US lawmakers began pushing to immediately ban DeepSeek from all government devices, citing national security concerns that the Chinese Communist Party may have built a backdoor into the service to access Americans' sensitive private data. If passed, DeepSeek could be banned within 60 days.
[DeepSeek] is "not equipped or willing to provide basic security protections of your data and identity," NowSecure co-founder Andrew Hoog told Ars. "There are fundamental security practices that are not being observed, either intentionally or unintentionally. In the end, it puts your and your company's data and identity at risk...." This data, along with a mix of other encrypted information, is sent to DeepSeek over infrastructure provided by Volcengine a cloud platform developed by ByteDance. While the IP address the app connects to geo-locates to the US and is owned by US-based telecom Level 3 Communications, the DeepSeek privacy policy makes clear that the company "store[s] the data we collect in secure servers located in the People's Republic of China...."
US lawmakers began pushing to immediately ban DeepSeek from all government devices, citing national security concerns that the Chinese Communist Party may have built a backdoor into the service to access Americans' sensitive private data. If passed, DeepSeek could be banned within 60 days.

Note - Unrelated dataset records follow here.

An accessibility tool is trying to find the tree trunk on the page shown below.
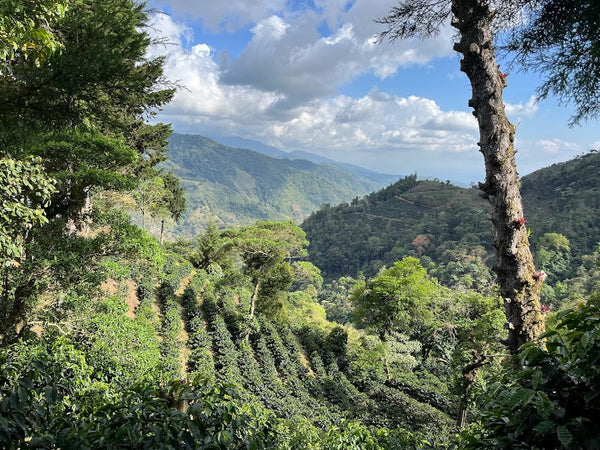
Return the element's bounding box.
[452,0,544,353]
[456,352,487,428]
[250,281,260,318]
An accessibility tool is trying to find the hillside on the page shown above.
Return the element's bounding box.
[302,153,600,284]
[166,134,390,236]
[215,136,399,188]
[521,151,600,260]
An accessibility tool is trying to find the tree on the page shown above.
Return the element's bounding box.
[160,172,186,244]
[379,0,544,352]
[234,221,308,317]
[0,0,67,65]
[460,295,600,449]
[0,0,173,338]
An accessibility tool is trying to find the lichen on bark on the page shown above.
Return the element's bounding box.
[452,0,544,353]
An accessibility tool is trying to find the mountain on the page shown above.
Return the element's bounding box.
[302,152,600,282]
[165,134,392,236]
[302,175,491,278]
[215,136,400,188]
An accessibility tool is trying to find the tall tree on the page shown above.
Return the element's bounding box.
[234,221,308,317]
[0,0,174,337]
[379,0,544,352]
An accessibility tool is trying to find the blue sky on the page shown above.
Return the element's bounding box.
[143,0,600,185]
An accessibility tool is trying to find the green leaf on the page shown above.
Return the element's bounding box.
[533,420,556,436]
[508,388,535,410]
[556,425,573,448]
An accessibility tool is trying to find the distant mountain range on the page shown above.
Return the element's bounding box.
[215,136,400,188]
[165,134,397,236]
[302,152,600,278]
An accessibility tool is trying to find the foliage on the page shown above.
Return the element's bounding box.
[463,297,600,448]
[505,0,600,124]
[0,0,67,64]
[164,134,378,238]
[0,158,55,266]
[351,257,436,341]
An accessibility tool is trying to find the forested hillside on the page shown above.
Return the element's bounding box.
[166,134,384,237]
[0,0,600,450]
[302,152,600,304]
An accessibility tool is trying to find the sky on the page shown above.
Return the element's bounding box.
[143,0,600,185]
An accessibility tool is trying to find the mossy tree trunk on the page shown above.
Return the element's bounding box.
[452,0,544,353]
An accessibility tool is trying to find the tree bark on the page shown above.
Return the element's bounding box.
[452,0,544,353]
[456,352,488,429]
[250,281,260,318]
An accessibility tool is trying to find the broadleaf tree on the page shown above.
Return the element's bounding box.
[0,0,174,342]
[379,0,560,352]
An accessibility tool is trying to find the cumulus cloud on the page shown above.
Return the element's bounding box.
[505,95,538,118]
[148,0,286,32]
[145,0,592,180]
[221,0,452,108]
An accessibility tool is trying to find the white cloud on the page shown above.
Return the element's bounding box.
[143,0,600,180]
[148,0,286,32]
[504,95,538,118]
[213,0,453,109]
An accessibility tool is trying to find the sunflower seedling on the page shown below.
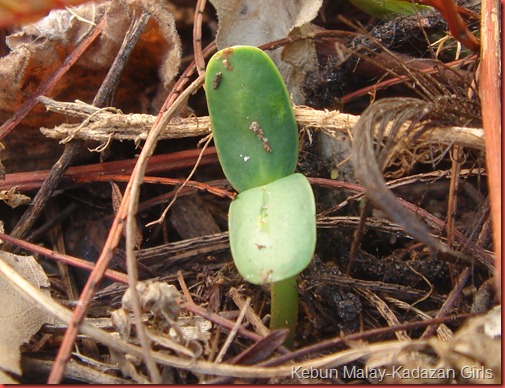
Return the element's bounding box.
[205,46,316,344]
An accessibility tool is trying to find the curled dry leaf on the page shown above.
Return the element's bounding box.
[0,251,53,374]
[0,0,181,170]
[366,306,501,384]
[211,0,323,104]
[0,187,31,209]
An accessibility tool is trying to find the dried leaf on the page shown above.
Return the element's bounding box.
[0,0,88,27]
[0,0,181,172]
[211,0,323,104]
[0,251,53,374]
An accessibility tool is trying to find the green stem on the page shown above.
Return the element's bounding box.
[270,275,298,347]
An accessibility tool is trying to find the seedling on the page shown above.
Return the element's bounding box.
[351,0,431,17]
[205,46,316,343]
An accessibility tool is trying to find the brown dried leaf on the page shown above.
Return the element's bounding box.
[0,187,31,209]
[0,251,53,374]
[0,0,181,172]
[211,0,323,104]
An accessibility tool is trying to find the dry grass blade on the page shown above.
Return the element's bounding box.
[352,98,451,253]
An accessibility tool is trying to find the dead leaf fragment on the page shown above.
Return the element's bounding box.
[0,0,181,173]
[211,0,323,104]
[0,187,31,209]
[0,251,53,374]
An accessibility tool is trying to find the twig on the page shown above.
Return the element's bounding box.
[480,0,504,299]
[445,145,463,247]
[193,0,207,75]
[0,232,128,284]
[123,76,205,384]
[0,255,476,378]
[214,297,251,364]
[146,136,212,227]
[49,10,155,384]
[356,288,411,341]
[0,16,107,140]
[421,268,472,339]
[39,97,484,150]
[0,147,220,191]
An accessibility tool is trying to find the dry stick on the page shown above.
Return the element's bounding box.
[445,145,463,284]
[214,297,251,364]
[421,268,472,339]
[118,38,215,383]
[0,252,474,378]
[417,0,484,51]
[48,11,153,384]
[0,16,106,251]
[0,232,128,284]
[0,147,220,191]
[480,0,503,298]
[0,16,106,140]
[308,178,494,271]
[193,0,207,75]
[122,75,205,384]
[146,136,212,227]
[91,10,161,384]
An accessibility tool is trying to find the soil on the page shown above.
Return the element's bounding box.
[0,0,501,384]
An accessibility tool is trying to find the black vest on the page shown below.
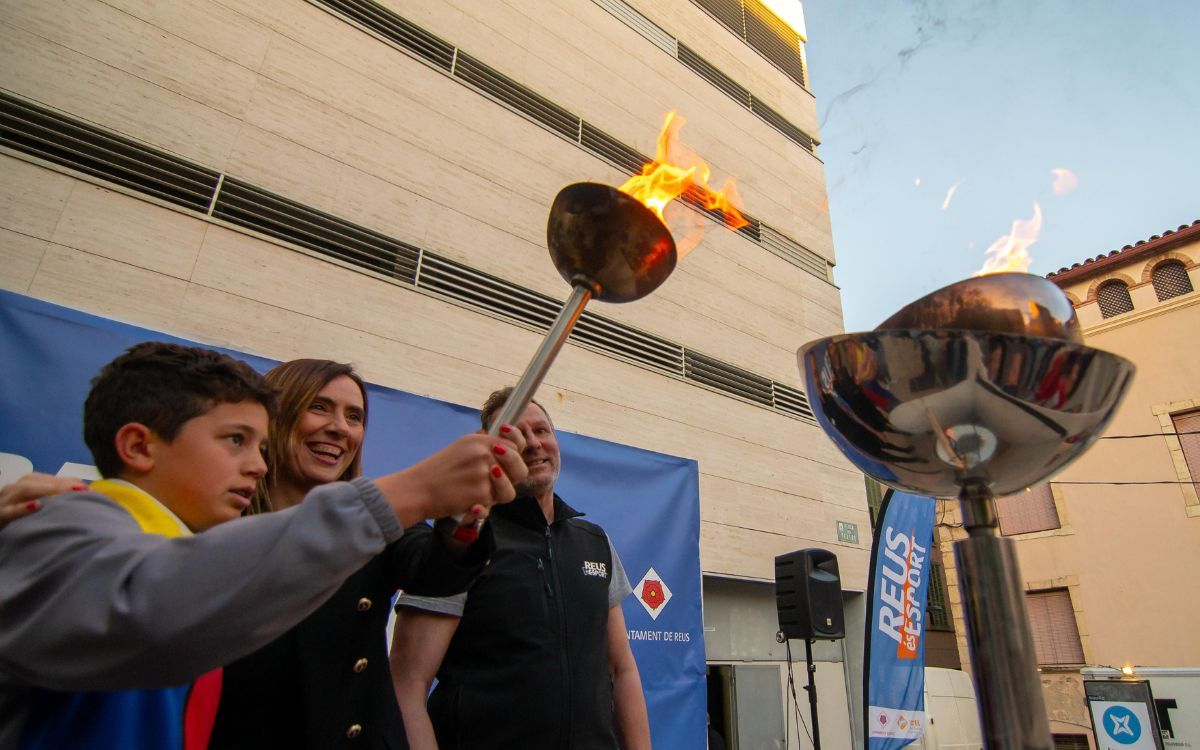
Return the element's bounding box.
[428,496,617,750]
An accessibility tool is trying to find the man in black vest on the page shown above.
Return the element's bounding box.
[391,389,650,750]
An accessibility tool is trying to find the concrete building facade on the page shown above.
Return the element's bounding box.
[940,222,1200,748]
[0,0,870,748]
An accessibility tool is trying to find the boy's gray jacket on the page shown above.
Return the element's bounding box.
[0,479,403,691]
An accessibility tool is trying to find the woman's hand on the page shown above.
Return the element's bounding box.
[0,472,88,529]
[376,427,528,528]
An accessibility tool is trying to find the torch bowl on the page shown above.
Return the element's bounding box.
[546,182,676,302]
[797,329,1134,497]
[875,274,1084,343]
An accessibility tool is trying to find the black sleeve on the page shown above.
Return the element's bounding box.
[384,523,493,596]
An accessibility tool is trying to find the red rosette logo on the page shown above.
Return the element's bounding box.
[642,581,662,610]
[634,568,671,619]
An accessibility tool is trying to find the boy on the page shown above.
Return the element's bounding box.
[0,342,524,750]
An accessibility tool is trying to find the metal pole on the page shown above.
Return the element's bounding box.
[446,283,593,530]
[487,283,592,434]
[804,638,821,750]
[954,485,1052,750]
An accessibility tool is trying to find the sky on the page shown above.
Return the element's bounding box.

"But It's Open Source So It's Secure" HERPHERPDERP (Score:5, Insightful)
Things to remember:
"It's open source" is no guarantee that the code is actually being audited for security.
"It's open source" is no guarantee that the "maintainers" aren't actively slipping obfuscated, malicious code into it. (XZ Utils debacle) [wired.com]
"It's open source" is no guarantee that the "publicly downloadable binaries" don't contain something undisclosed that isn't in the released "public open source" code.
I'm not saying that every open source project is a bad thing, by any means, but the open source community needs to do a better job on security and we need to have appropriate skepticism when malicious CCP government/military front companies claim they're "open source" just for the marketing buzz...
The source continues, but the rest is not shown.